En la parábola, no se utiliza, ni siquiera una sola vez, el término «justicia»; como tampoco, en el texto original, se usa la palabra «misericordia»; sin embargo, la relación de la justicia con el amor, que se manifiesta, como misericordia, está inscrito con gran precisión en el contenido de la parábola evangélica. Se hace más obvio que el amor se transforma en misericordia, cuando hay que superar la norma precisa de la justicia, a veces demasiado estrecha. El hijo pródigo, consumidas las riquezas recibidas de su padre, merece, a su vuelta, ganarse la vida trabajando, como jornalero en la casa paterna y eventualmente conseguir poco a poco una cierta provisión de bienes materiales; pero, quizá nunca, en tanta cantidad, como había malgastado. Tales serían las exigencias del orden de la justicia; tanto más, cuanto que aquel hijo, no sólo había disipado la parte de patrimonio que le correspondía, sino que además había tocado en lo más vivo y ofendido a su padre con su conducta.
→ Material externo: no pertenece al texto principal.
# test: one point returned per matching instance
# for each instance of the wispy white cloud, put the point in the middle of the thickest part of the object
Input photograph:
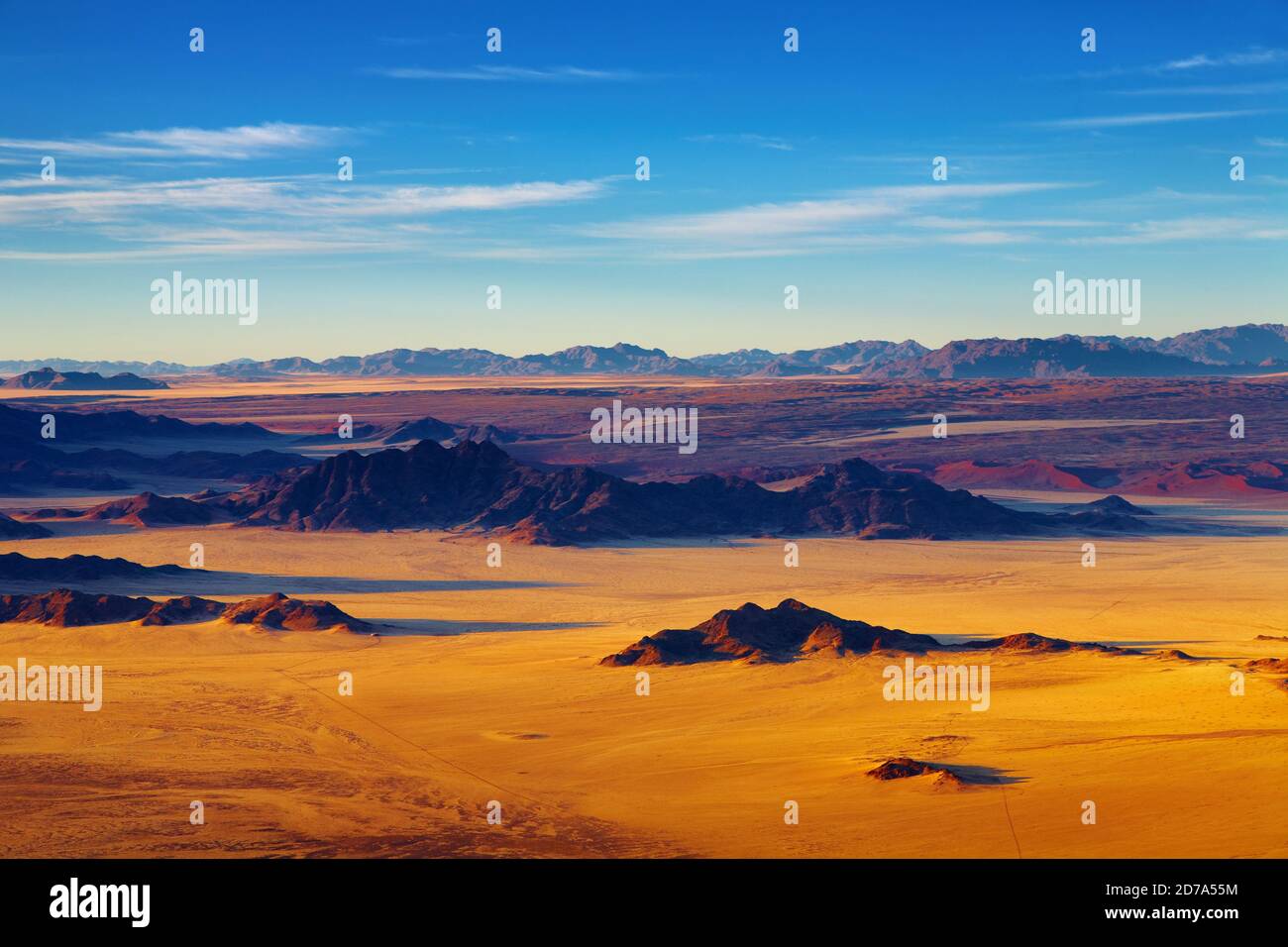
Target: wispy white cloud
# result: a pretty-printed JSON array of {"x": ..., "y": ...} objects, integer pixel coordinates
[
  {"x": 747, "y": 228},
  {"x": 1249, "y": 56},
  {"x": 299, "y": 197},
  {"x": 235, "y": 144},
  {"x": 1141, "y": 119},
  {"x": 1202, "y": 228},
  {"x": 506, "y": 73},
  {"x": 745, "y": 138}
]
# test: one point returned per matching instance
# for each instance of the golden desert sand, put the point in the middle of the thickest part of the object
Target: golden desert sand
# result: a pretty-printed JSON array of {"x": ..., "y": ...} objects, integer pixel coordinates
[{"x": 494, "y": 693}]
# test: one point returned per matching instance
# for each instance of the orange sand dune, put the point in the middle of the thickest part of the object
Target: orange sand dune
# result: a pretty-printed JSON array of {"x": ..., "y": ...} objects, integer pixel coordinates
[{"x": 494, "y": 693}]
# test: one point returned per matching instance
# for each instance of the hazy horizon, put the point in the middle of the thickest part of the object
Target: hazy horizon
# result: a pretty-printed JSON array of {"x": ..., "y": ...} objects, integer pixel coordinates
[{"x": 518, "y": 169}]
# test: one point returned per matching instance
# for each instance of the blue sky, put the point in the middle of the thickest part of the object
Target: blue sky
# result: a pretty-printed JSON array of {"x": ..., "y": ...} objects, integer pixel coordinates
[{"x": 518, "y": 169}]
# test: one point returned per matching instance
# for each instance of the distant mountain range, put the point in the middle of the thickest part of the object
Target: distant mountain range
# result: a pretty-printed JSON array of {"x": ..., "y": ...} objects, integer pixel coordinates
[
  {"x": 48, "y": 379},
  {"x": 1245, "y": 350},
  {"x": 478, "y": 487}
]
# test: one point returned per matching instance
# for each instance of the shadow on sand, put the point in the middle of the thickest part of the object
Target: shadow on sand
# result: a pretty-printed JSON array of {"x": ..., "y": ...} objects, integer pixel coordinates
[{"x": 250, "y": 583}]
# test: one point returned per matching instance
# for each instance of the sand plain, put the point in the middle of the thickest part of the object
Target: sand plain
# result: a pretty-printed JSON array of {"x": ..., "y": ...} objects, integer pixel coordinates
[{"x": 487, "y": 686}]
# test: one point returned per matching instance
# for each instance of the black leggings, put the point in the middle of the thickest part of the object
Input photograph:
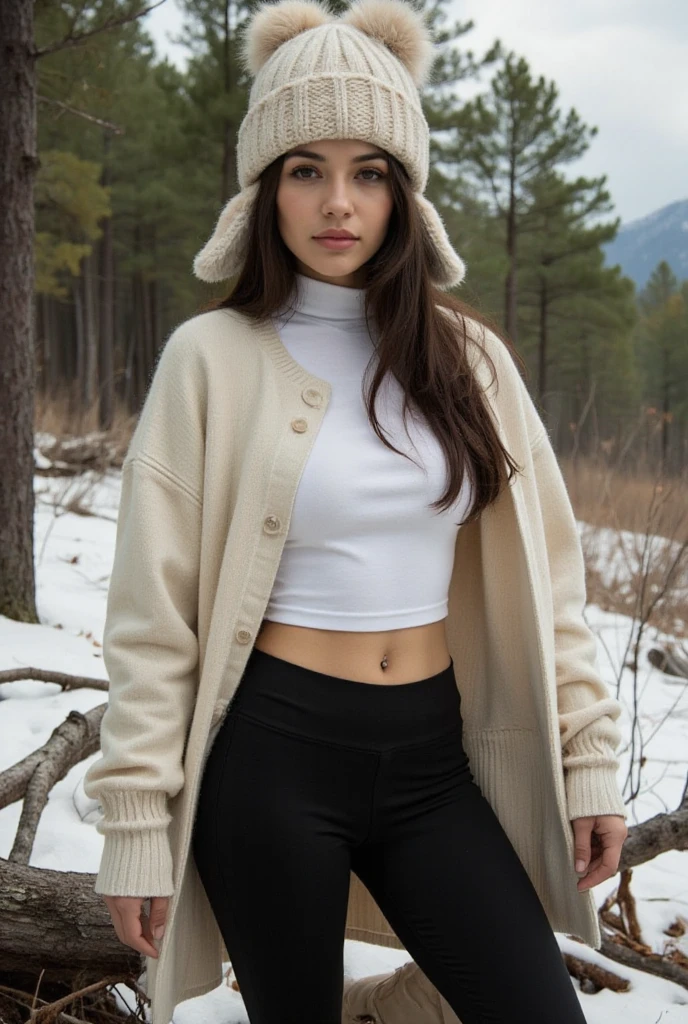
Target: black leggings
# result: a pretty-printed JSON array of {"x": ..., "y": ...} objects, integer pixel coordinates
[{"x": 311, "y": 776}]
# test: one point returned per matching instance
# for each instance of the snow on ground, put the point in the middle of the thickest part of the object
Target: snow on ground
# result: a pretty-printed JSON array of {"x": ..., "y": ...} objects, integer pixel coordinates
[{"x": 74, "y": 556}]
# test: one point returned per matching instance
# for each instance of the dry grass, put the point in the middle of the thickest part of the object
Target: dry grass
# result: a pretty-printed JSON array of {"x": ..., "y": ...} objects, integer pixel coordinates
[
  {"x": 634, "y": 571},
  {"x": 55, "y": 417},
  {"x": 641, "y": 568}
]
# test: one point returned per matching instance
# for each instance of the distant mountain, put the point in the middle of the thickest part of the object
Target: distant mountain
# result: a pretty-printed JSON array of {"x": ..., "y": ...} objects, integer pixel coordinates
[{"x": 642, "y": 244}]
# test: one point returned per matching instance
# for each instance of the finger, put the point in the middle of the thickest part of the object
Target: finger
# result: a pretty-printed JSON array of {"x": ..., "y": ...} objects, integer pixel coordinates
[
  {"x": 133, "y": 931},
  {"x": 582, "y": 829},
  {"x": 159, "y": 905},
  {"x": 605, "y": 869}
]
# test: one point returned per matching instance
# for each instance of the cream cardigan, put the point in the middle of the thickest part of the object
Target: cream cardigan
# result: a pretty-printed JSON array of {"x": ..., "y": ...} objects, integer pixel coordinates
[{"x": 208, "y": 486}]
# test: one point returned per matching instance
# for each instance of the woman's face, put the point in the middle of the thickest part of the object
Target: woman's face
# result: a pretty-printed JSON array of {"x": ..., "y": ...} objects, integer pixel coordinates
[{"x": 326, "y": 185}]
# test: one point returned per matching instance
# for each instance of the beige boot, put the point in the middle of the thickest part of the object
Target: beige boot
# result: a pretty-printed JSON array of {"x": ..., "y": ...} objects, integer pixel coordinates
[{"x": 401, "y": 996}]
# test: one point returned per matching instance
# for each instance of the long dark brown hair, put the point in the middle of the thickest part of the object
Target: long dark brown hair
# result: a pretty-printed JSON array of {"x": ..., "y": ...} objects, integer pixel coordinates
[{"x": 417, "y": 340}]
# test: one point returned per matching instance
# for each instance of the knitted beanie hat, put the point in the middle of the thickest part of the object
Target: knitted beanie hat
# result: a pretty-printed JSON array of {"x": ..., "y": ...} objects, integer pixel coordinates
[{"x": 318, "y": 77}]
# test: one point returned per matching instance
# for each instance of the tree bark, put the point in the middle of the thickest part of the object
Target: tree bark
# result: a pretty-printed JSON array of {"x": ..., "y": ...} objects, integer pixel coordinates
[{"x": 18, "y": 162}]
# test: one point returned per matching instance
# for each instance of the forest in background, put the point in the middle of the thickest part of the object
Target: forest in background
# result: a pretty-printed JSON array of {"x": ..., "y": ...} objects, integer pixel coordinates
[{"x": 136, "y": 159}]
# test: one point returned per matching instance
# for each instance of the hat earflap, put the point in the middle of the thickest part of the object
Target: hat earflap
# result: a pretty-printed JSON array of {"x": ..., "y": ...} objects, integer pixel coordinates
[{"x": 224, "y": 253}]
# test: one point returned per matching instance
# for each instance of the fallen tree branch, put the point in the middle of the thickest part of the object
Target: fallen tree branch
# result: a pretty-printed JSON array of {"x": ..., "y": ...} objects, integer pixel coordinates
[{"x": 76, "y": 738}]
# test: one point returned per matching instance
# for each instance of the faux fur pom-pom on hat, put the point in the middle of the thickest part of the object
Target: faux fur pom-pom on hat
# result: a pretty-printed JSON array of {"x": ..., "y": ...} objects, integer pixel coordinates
[
  {"x": 274, "y": 24},
  {"x": 318, "y": 76},
  {"x": 400, "y": 28}
]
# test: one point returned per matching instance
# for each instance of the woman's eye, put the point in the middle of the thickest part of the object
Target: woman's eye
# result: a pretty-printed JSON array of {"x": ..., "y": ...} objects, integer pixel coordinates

Esta, que a su juicio le había desposeído de la dignidad filial, no podía ser indiferente a su padre; debía hacerle sufrir y, en algún modo, incluso implicarlo. Pero, en fin de cuentas, se trataba del propio hijo y tal relación no podía ser alienada, ni destruida por ningún comportamiento. El hijo pródigo era consciente de ello y es precisamente tal conciencia lo que le muestra con claridad la dignidad perdida y lo que le hace valorar con rectitud el puesto que podía corresponderle aún en casa de su padre.

Esa imagen concreta del estado de ánimo del hijo pródigo nos permite comprender con exactitud en qué consiste la misericordia divina. El padre del hijo pródigo es fiel a su paternidad, fiel al amor que desde siempre sentía por su hijo. La misericordia -tal como Cristo nos la ha presentado en la parábola del hijo pródigo- tiene la forma interior del amor, que en el Nuevo Testamento se llama ágape. Tal amor es capaz de inclinarse hacia todo hijo pródigo, hacia toda miseria humana y, singularmente, hacia toda miseria moral o pecado. Cuando esto ocurre, el que es objeto de misericordia no se siente humillado, sino, como hallado de nuevo y «revalorizado».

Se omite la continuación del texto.